By David Gwin, Community & Economic Development Director
Chances are you have heard of one of the many indices that identify median and average single family home values across the country. Many organizations publish such indexes using their unique methodology to calculate a respective value. These can come from a variety of sources ranging from national magazines, developers, commercial realty firms and realtor associations. College Station and the Brazos Valley are no exception to these indices. Such median and average values for the Brazos Valley have covered a broad spectrum, ranging from approximately $150,000 to $300,000.
Recently, Coldwell Banker Real Estate released its College Home Listing Report and identified the City of College Station as the 59th most affordable college market for a four-bedroom, two-bath single family home listed on their website over a period of six months in 2010. According to the report, the average listed price for a home in College Station that met its criteria was $219,445. This was well ahead of the University of Texas at Austin (90th) by more than $70,000. These values can provide an important benchmark to both buyers and sellers in our current economic market.
Although discrepancies exist as to when the actual breaking point occurred for what is now being called the Great Recession, the general consensus is that the national economy did not begin to formally drop until sometime between late 2006 and early 2007. Even then, as the housing markets of most other metropolitan areas followed suit, the College Station/Bryan market remained steady with moderate growth that continues today.
The BCS Regional Association of Realtors reports that in January 2006 the average single family home sold for $155,083. Nearly five years later through October 2010, the average was up more than 13 percent to $175,681. In that 57-month span, the minimum and maximum average single-family home sold for $141,176 (April 2006) and $203,351 (April 2007), with an overall average of $165,337.
So what is it that makes the College Station housing market so resilient in a nationally-distressed housing market?
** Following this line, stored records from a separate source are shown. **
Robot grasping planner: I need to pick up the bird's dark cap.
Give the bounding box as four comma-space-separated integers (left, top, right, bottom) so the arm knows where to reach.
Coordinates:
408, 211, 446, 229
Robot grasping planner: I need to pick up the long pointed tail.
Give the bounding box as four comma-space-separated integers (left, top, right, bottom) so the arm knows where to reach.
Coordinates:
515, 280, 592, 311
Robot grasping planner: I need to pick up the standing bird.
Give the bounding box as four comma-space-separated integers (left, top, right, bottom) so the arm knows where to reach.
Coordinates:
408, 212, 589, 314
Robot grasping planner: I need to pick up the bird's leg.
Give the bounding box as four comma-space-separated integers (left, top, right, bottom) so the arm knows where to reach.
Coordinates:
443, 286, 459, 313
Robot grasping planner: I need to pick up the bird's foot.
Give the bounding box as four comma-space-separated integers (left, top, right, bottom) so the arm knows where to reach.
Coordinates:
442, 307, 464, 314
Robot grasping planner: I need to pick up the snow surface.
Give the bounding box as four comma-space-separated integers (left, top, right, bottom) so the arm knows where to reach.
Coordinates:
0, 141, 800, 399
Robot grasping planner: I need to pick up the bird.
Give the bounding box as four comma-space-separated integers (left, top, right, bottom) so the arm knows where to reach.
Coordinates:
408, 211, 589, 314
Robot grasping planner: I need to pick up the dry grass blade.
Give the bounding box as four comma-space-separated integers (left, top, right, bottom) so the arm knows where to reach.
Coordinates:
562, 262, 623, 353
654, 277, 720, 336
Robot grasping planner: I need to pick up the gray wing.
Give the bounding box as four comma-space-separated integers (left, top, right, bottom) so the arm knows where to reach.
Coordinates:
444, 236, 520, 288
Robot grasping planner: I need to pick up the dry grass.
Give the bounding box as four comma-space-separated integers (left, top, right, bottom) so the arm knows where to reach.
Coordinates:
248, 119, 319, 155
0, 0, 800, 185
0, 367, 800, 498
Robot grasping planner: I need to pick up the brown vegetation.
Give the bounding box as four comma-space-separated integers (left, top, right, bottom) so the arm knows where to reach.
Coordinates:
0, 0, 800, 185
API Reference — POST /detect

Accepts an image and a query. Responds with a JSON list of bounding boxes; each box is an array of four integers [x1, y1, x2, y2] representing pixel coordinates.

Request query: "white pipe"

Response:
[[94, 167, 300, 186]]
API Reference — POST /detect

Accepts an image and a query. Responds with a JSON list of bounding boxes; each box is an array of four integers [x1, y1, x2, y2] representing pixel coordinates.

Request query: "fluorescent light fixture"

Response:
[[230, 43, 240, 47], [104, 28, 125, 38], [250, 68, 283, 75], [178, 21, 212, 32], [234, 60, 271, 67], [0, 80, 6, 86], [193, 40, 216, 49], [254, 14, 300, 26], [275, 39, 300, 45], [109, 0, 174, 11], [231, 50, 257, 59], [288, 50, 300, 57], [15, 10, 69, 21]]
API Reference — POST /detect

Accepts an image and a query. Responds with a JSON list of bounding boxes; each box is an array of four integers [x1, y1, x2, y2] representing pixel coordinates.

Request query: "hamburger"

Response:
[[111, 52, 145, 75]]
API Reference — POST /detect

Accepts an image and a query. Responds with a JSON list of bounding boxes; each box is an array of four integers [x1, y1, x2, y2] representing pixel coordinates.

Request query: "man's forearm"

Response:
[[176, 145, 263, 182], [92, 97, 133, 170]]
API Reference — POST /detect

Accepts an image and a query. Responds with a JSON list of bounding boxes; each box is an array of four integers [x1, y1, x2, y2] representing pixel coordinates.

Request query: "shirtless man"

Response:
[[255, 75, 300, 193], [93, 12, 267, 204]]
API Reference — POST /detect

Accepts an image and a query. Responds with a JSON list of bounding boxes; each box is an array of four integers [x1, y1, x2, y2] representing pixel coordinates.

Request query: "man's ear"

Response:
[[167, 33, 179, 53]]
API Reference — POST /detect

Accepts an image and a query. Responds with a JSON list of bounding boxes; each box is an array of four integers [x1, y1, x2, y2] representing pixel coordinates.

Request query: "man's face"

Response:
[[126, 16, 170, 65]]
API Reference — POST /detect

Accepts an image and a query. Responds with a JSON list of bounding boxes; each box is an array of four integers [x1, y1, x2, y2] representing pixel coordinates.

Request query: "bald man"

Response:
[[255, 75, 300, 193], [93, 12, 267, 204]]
One major contributor is Texas A&M University. Not only are alumni moving back to retire, but many of the parents of today’s students are making a short-term investment in their children’s college housing by purchasing a home instead of renting. According to census data, College Station’s population increased more than 27 percent from 2000-2009. As a result, this increased demand for retiree and student housing continues to grow, and the price for such housing also will continue to rise. Although this is fortunate for those seeking to make a profit, it does not necessarily bode well for those seeking affordable housing opportunities in College Station.
The takeaway from observing the home values these indices report is to understand that it usually is only a snapshot in time for a particular segment within a housing market. Not all homes in College Station will be reflected in these single values. However, if the general trend continues you should see a very respectable return on your investment over time, regardless of the number of bedrooms or baths you may have.